PEC is the GTA’s single largest emitter of NO2, and the emissions have more than doubled over a decade, as have the greenhouse gas emissions from the plant.
In 2012 air quality models suggested NO2 from PEC was a health risk only at over 30 stories, which the plant uses to justify their increased operations.
New modeling suggests that, depending on the wind direction and speed, humidity and temperature on a given day the local, ground level NO2 levels poses a threat to community health. The exact threat level is not known, however, because there is no air quality monitoring.
But new housing developments in the port lands area will put tens of thousands of new residents directly in the path of these pollutants, even violating the 2012 guidelines.

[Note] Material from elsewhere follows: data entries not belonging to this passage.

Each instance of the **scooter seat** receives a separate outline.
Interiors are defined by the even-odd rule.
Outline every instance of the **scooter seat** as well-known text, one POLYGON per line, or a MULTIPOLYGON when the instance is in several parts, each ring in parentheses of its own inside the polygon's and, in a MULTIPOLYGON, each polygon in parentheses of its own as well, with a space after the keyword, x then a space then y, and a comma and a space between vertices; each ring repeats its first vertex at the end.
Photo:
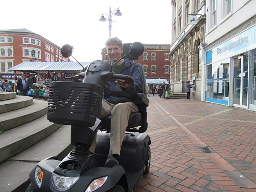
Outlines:
MULTIPOLYGON (((110 130, 110 125, 111 122, 111 115, 109 115, 101 119, 101 122, 100 123, 99 129, 106 130, 110 130)), ((141 114, 140 113, 133 113, 130 115, 128 121, 127 129, 133 128, 140 126, 141 125, 141 114)))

As part of the Ford governments’ gas-fired electricity expansion, Atura Power that operates PEC is investing in new turbines that will extend its life to 2034 and likely beyond. The local campaigners in TERRE have pushed back against this plan, instead demanding a just transition to low carbon electricity generation, conservation and grid load management and many jobs ensuring that buildings are more energy efficient - ready for electric heat pumps.

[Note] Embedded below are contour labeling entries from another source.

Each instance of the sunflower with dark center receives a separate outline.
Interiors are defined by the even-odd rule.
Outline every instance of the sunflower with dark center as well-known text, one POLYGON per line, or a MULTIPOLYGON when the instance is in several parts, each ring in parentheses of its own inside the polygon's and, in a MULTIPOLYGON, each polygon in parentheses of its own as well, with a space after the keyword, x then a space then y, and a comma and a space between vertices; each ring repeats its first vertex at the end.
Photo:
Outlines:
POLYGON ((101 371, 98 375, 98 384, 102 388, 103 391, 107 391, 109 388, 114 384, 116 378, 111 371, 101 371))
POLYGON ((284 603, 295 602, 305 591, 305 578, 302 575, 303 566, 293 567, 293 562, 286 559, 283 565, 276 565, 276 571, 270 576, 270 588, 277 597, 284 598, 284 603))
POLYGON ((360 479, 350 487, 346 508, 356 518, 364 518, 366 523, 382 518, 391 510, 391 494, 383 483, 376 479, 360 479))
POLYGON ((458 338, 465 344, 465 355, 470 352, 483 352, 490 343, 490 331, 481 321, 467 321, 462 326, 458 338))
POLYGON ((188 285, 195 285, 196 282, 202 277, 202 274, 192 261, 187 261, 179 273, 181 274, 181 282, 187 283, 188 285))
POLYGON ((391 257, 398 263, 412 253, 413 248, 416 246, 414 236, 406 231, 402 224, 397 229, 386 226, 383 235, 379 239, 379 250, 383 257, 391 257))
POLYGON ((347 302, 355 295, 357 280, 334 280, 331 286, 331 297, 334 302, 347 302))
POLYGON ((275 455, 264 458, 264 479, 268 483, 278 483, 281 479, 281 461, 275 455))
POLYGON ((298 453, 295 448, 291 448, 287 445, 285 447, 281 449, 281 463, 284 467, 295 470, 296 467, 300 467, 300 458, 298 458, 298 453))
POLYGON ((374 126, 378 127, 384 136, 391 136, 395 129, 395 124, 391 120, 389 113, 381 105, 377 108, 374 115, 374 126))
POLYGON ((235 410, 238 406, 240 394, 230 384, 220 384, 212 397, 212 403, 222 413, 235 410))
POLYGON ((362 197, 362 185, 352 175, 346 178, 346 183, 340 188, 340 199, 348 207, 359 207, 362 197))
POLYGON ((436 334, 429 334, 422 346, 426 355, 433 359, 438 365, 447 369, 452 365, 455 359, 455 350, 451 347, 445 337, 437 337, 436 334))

On May 25th, PEC participated in Doors Open Toronto, where visitors are invited to tour building sites across the city as interesting or historic buildings. TERRE showed up at the entrance to the plant and distributed information and questions for visitors to counter the greenwashing going on inside the gates. PEC maintains a pollinator garden at the site and activities during the tour included the earth rangers childrens group while contending that burning methane is climate friendly. Look for more events this summer by TERRE to oppose the extension and expansion of this fossil gas burning plant.